SB: Having to wake up every day to challenge yourself and your understanding of the world, hoping that you’re making some sort of an intellectual breakthrough, that you’re influencing people in some way, only to question every step of your journey. That’s the problem with uncharted territories – you just have to remind yourself that you’re making your path as you go, and that’s a valid way to live your life.

CH.89: What is one thing you love about being an artist?

SB: First and foremost being blessed about knowing, and being able to do, what I love every day. It can be hard for a lot of people to find direction in life, so I was really lucky to know since a very early age what I wanted to do.
I’m a better and happier person because I get to draw and paint every day. My art is my outlet – when I’m sad, angry or happy I take it on the paper. It doesn’t necessarily produce good work (it doesn’t have to) but it’s a form of letting go. It’s like screaming to release your emotions, but without worrying about disrupting people next to you.

CH.89: Is there anyone in particular, any artist’s that inspire you in any way?

SB: So many, from so many different parts of history, styles and culture. I love folk art, especially foreign to me like East Asian, Arabic, Central and South American. I love the drama of renaissance art. The colors of impressionism. I’m a texture/pattern junkie so anything with that will get me excited. I love looking at architecture and film. And can we talk about fashion – there’s so much interesting things happening in fashion right now!

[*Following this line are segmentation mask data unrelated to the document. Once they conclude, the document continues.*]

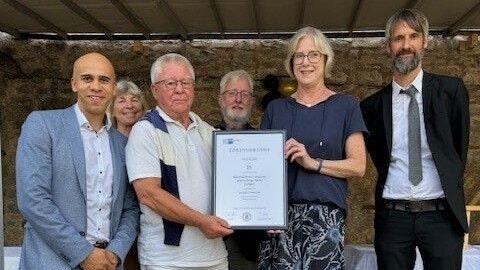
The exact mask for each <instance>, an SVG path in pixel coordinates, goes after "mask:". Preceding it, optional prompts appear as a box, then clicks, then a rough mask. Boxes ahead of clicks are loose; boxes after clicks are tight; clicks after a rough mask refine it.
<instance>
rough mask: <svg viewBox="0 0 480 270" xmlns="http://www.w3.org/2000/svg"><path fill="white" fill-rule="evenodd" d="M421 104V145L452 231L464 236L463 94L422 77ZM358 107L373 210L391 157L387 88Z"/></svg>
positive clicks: (453, 89)
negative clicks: (360, 106) (373, 184)
mask: <svg viewBox="0 0 480 270" xmlns="http://www.w3.org/2000/svg"><path fill="white" fill-rule="evenodd" d="M422 99H423V110H424V111H423V113H424V121H425V130H426V134H427V142H428V145H429V147H430V151H431V152H432V156H433V161H434V163H435V165H436V167H437V170H438V174H439V175H440V181H441V184H442V187H443V191H444V193H445V196H446V199H447V201H448V204H449V206H450V209H451V211H452V212H453V214H454V215H455V217H456V219H457V221H458V225H459V226H461V228H462V229H463V231H465V232H467V231H468V225H467V218H466V214H465V198H464V194H463V173H464V170H465V164H466V161H467V150H468V140H469V125H470V113H469V108H468V92H467V90H466V88H465V86H464V84H463V81H462V80H461V79H458V78H454V77H447V76H441V75H435V74H429V73H427V72H424V75H423V82H422ZM360 106H361V109H362V113H363V118H364V119H365V123H366V125H367V128H368V130H369V132H370V135H369V136H368V137H367V138H366V145H367V149H368V151H369V152H370V156H371V158H372V160H373V163H374V164H375V167H376V169H377V172H378V180H377V186H376V191H375V201H376V207H377V209H378V207H379V202H380V200H381V199H382V193H383V188H384V185H385V180H386V178H387V173H388V167H389V165H390V157H391V151H392V84H389V85H387V86H386V87H385V88H383V89H382V90H380V91H378V92H376V93H375V94H373V95H371V96H370V97H368V98H366V99H365V100H363V101H362V102H361V104H360Z"/></svg>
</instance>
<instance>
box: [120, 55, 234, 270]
mask: <svg viewBox="0 0 480 270" xmlns="http://www.w3.org/2000/svg"><path fill="white" fill-rule="evenodd" d="M150 75H151V81H152V85H151V87H150V89H151V91H152V94H153V97H154V98H155V100H156V102H157V105H158V106H157V107H156V108H155V109H153V110H151V111H149V112H147V114H146V116H145V117H144V118H143V119H142V120H140V121H139V122H137V123H136V124H135V125H134V126H133V128H132V131H131V133H130V137H129V141H128V144H127V148H126V165H127V170H128V175H129V178H130V182H132V183H133V187H134V189H135V191H136V193H137V196H138V199H139V201H140V208H141V212H142V213H141V216H140V234H139V237H138V250H139V260H140V265H141V268H142V269H144V270H160V269H161V270H167V269H169V270H171V269H202V270H226V269H227V268H228V262H227V251H226V249H225V244H224V243H223V241H222V238H221V237H223V236H225V235H228V234H231V233H232V232H233V231H232V230H231V229H230V226H229V225H228V223H227V222H226V221H225V220H223V219H220V218H218V217H215V216H211V215H209V214H208V212H209V211H210V208H211V207H210V202H211V194H210V193H211V162H212V158H211V147H212V131H213V127H211V126H210V125H208V124H207V123H206V122H204V121H203V120H202V119H200V117H199V116H198V115H196V114H195V113H193V112H191V111H190V109H191V107H192V103H193V97H194V93H195V90H194V82H195V73H194V71H193V67H192V65H191V64H190V61H188V60H187V59H186V58H185V57H183V56H181V55H179V54H175V53H169V54H166V55H163V56H161V57H160V58H158V59H157V60H156V61H155V62H154V63H153V65H152V68H151V74H150Z"/></svg>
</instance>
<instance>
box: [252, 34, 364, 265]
mask: <svg viewBox="0 0 480 270" xmlns="http://www.w3.org/2000/svg"><path fill="white" fill-rule="evenodd" d="M332 62H333V51H332V48H331V47H330V44H329V43H328V41H327V39H326V37H325V36H324V35H323V34H322V32H320V30H318V29H316V28H313V27H305V28H302V29H300V30H298V31H297V33H296V34H295V35H294V36H293V37H292V39H291V40H290V42H289V43H288V54H287V57H286V60H285V68H286V69H287V72H288V73H289V74H290V76H291V77H292V78H294V79H295V80H296V81H297V84H298V86H297V91H296V92H295V93H294V94H293V95H292V96H290V97H288V98H285V99H277V100H274V101H272V102H271V103H270V104H269V106H268V107H267V110H266V112H265V114H264V116H263V119H262V123H261V128H262V129H285V130H287V138H288V140H287V142H286V143H285V153H286V155H285V158H286V159H288V161H289V167H288V200H289V210H288V222H289V224H288V229H287V230H286V231H284V232H282V233H280V234H277V235H276V237H275V238H272V239H271V240H270V241H264V242H263V243H262V247H261V252H260V264H259V269H282V270H283V269H312V270H322V269H329V270H331V269H343V268H344V257H343V241H344V232H345V212H346V209H347V206H346V197H347V178H350V177H362V176H363V174H364V172H365V162H366V161H365V160H366V158H365V146H364V141H363V132H365V131H366V128H365V124H364V122H363V119H362V114H361V111H360V108H359V105H358V102H357V101H356V100H355V99H354V98H353V97H351V96H348V95H344V94H339V93H336V92H334V91H333V90H331V89H330V88H328V87H327V86H326V85H325V77H326V76H329V75H330V71H331V69H332Z"/></svg>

CH.89: What do you think of technology in terms of being a useful tool for artists today?

SB: I’d argue that anything is a useful tool for artists today! Technology is fascinating though. I myself am drawn to more traditional painting methods, but I am really impressed by contemporary artists who use technology to push the boundaries of art and create new and unexpected work. It’s an interesting process too – man creates a machine, and the machine creates art. There’s so much exciting work happening out there – by artists like Joanie Lemercier for example. And we’re just scratching the surface of what can be done.

CH.89: Do you think being an artist allows you to view the world differently from those who don’t follow creative paths?

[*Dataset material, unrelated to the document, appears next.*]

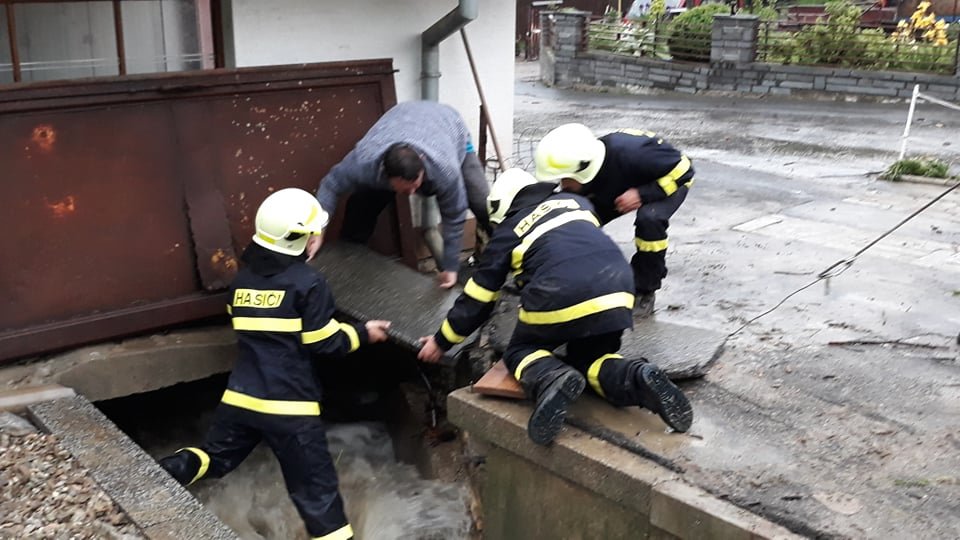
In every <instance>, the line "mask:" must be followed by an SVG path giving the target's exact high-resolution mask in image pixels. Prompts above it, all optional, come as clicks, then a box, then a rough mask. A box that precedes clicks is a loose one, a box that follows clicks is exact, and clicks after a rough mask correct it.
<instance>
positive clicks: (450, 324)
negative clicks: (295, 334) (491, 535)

SB: I would never know for sure, but I actually believe all people are creative in some way. Cooking, talking, even choosing your outfit is a creative act. But historically people who are heavily involved and work in art tend to be more liberal, open-minded, challenging the status quo and I hope that applies to me too.

CH.89: Do you enjoy traveling? If so, do you have a favorite city?

SB: I loooove traveling! How can you not – there are so many interesting places to see around, things to do, experiences to be felt. We are such an open, globalized world, yet places still have their very own distinct identity, sometimes completely different from yours. I love that.

SB: In terms of living long term New York is my soul city. I connect with the energy, the vibe, the ambition, the joie de vivre. Not surprisingly, it’s also a great city for art.

CH.89: Do you have a favorite author or book?

SB: Too many to mention, but the most recent one is Margaret Atwood.

CH.89: Any future goals or plans for your artwork?

SB: I want to continue exploring creating randomness as beauty in my work. I want to try working on larger scale artworks – see how that would feel. Experiment with new materials. I want to build a machine that is going to create random application of paint in my work. I’m not sure how that’s going to work yet, but I have some ideas.

SB: I’m launching all my new work at Fall Open Studios in San Francisco, in my studio at 1890 Bryant Street on November 10 and 11. You should stop by. 🙂

CH.89: What does being an artist mean to you?

SB: That it’s socially acceptable to be a grown up kid. There are a lot of things that you can get away with because you’re an artist – being late, wearing funky clothes, have a strange lifestyle…

CH.89: What’s the last song you listened to?

SB: Handsome Boy Modeling School, Cat Power – I’ve Been Thinking

CH.89: Any last words on the aesthetic of your artwork?

SB: I hope to build a safe place for people through my work, the same way it has provided me with so much comfort, peace and clarity.